Doe Doe said they are taking up this workshop to create an organic image and intensify cultivation, fight climate change by using water resources effectively and for food security. “People’s food habit and food basket are changing and if rice is not sufficient, we want to push wheat,” he said. “We can assess good varieties of wheat and right now our country produces three varieties called Bajoka 1, Bajoka 2 and Sonlika.”

Through BGRI, Doe Doe said they could train people and develop national capacity of researchers and surveillance officers with experts from BGRI providing technical expertise to the country.

“For example if we need help for wheat characterisation, we can either send our samples to the BGRI experts or they can come to Bhutan to study it,” Doe Doe said.

BGRI was launched in 2005 by late Dr Norman E Borlaug, the father of green revolution and a Nobel peace prize winner, who is also known as the man who saved a billion lives.

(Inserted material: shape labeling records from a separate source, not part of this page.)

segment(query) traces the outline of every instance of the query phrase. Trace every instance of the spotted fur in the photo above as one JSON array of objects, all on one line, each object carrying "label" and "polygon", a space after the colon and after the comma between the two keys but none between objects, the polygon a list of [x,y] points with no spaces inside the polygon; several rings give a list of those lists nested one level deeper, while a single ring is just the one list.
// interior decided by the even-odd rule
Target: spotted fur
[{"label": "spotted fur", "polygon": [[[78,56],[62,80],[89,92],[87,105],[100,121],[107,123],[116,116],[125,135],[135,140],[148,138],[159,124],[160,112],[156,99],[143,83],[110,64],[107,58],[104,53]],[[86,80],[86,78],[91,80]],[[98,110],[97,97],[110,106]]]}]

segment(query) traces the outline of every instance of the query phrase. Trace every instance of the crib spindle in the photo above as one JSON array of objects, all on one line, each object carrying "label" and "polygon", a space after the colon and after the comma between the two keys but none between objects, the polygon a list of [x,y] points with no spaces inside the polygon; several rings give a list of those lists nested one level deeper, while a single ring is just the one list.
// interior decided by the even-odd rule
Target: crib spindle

With the BGRI technical workshop, India also commemorated Dr Borlaug’s legacy and 50 years from his first visit to India. Farmers remember him as a very kind, helpful and generous man who saved their lives by giving them seeds, which doubled their production.

BGRI’s chairperson and the daughter of Dr Borlaug, Jeannie Borlaug Laube said, “To advance his legacy and vision to alleviate hunger in the most sustainable and nutritious way, my father would urge us to harness all the tools of biotechnology that we have before us.”

The president of India inaugurated and commemorated the event on August 19 at the Vigyan Bhavan in New Delhi, India. The workshop concluded on August 22.